Monday, September 10, 2007

A Modern Patronage



This is a rare opportunity, the mounting of an exhibit involving the MoMA, MFAH, Centre Pompidou, and other institutions. The oddity here is that a vast debt is owed to the relatively demure Menil Collection; treasures donated by the deMenil family to leading museums were pulled for the exhibit from vast collections in vaults, in some cases ignored or forgotten by their owners. A Modern Patronage mobilizes the particular intricacies of the deMenil’s collecting practices and doubly serves as a measure of the type of works deemed proper to be donated to some of the world’s greatest art institutions. In situ, the show exists in support of a few works that stand head and shoulders above the rest. An innovative mix of tribal artifacts from around the world and mid-century Modernism, the exhibit contrasts the forms of a wide range of artworks, finding similarities in disparate sources.

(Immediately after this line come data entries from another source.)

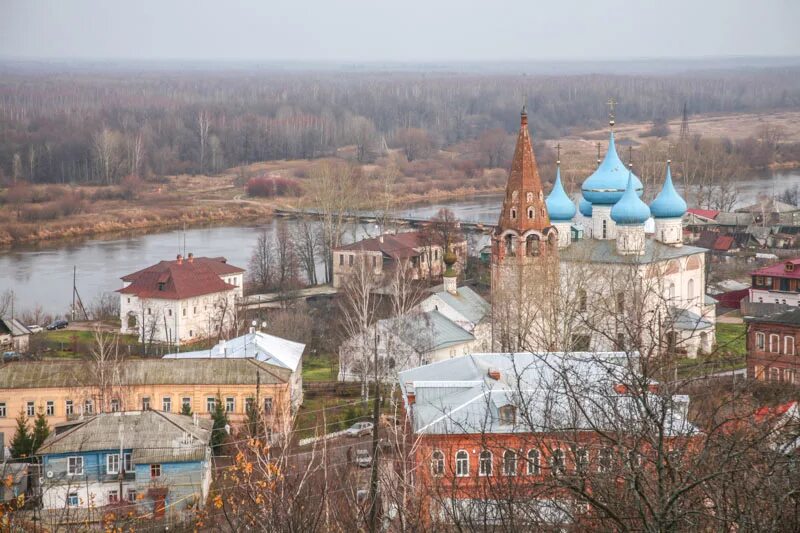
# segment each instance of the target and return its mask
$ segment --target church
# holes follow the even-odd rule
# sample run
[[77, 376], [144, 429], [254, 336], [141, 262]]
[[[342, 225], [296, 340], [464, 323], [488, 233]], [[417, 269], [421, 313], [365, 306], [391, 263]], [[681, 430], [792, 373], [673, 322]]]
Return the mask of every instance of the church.
[[713, 348], [706, 250], [683, 244], [687, 205], [670, 163], [648, 205], [641, 181], [617, 153], [613, 114], [609, 126], [605, 157], [583, 181], [576, 208], [560, 161], [545, 198], [523, 107], [492, 234], [494, 350], [696, 357]]

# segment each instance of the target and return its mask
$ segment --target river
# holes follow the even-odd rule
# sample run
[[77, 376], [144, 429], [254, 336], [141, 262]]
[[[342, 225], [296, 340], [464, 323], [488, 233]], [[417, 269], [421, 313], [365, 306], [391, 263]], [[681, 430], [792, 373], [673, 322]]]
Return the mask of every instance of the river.
[[[800, 173], [777, 173], [771, 178], [752, 179], [739, 185], [740, 203], [753, 202], [760, 193], [780, 194], [800, 185]], [[440, 208], [451, 209], [467, 222], [494, 224], [500, 210], [498, 196], [456, 199], [414, 205], [402, 210], [413, 217], [431, 217]], [[292, 222], [289, 221], [289, 224]], [[51, 314], [63, 314], [72, 302], [72, 273], [77, 266], [78, 292], [87, 306], [104, 292], [122, 286], [120, 276], [135, 272], [178, 253], [195, 256], [225, 256], [231, 264], [247, 268], [258, 235], [273, 232], [275, 221], [242, 226], [213, 226], [114, 237], [87, 238], [69, 242], [42, 243], [0, 251], [0, 293], [14, 291], [17, 313], [35, 306]], [[375, 226], [348, 232], [348, 240], [375, 234]], [[185, 247], [184, 247], [185, 241]]]

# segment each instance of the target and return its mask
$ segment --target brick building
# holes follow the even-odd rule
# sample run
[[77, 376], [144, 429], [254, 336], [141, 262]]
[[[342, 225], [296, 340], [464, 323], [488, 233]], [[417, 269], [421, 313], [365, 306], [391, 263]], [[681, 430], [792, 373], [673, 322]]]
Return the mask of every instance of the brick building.
[[761, 317], [747, 323], [747, 376], [759, 381], [800, 383], [800, 309]]

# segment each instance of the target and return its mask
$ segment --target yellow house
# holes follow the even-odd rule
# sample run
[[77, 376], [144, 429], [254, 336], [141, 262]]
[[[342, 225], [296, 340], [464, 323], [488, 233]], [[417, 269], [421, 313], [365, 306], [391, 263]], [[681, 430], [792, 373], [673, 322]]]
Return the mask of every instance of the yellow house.
[[291, 371], [255, 359], [133, 359], [14, 362], [0, 367], [0, 433], [10, 442], [20, 412], [54, 424], [82, 414], [131, 410], [210, 416], [219, 399], [232, 425], [251, 404], [275, 433], [291, 422]]

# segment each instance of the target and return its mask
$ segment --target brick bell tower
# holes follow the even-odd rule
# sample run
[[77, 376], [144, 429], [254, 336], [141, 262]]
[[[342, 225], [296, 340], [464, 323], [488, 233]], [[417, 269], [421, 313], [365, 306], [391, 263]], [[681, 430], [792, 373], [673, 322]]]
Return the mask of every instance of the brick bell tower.
[[546, 344], [531, 330], [545, 314], [557, 265], [558, 230], [547, 213], [523, 106], [503, 210], [492, 233], [494, 350], [527, 351]]

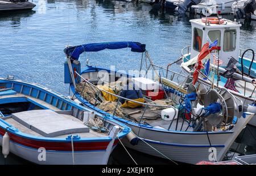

René Magritte, The Empire of Light II, 1950
Oil on canvas
The Museum of Modern Art, New York; Gift of D. and J. de Menil
(c) The Museum of Modern Art/Licensed by SCALA /
Art Resource, NY. (c) ARS, NY


This Houston institution places their intimidating group of works in a darkened gallery, adding to the pervasive grey tone in the body of work and dampening the drama in the gallery. The first room focuses on Magritte, and while the viewer filters past a foreboding and solid Aztec standard bearer and a mystical stone figure, an Akwanshi from Nigeria, the stonework in the surrounding paintings gains weight. Just inside the second room of the exhibit hangs a painting by the mysterious German painter Wols. A simple figure is aggressively scrawled onto raw canvas in black and red, simple shapes delineating a mouth and eyes in enraptured shock. A member of a short lived and nihilistic group living in Paris in the ruins of the Second World War, the artist channeled a dark, violent energy during his short career, and is often ignored as a precursor to the emergence of Abstract Expressionism in New York. A notable loan from the MFAH, the sculpture untitled, by Lee Bontecou, is a standout expression of the artist’s depth of emotion in her inventive constructions; atypical for her era and foreshadowing artistic and architectural forms that have grown viable in the past fifty years.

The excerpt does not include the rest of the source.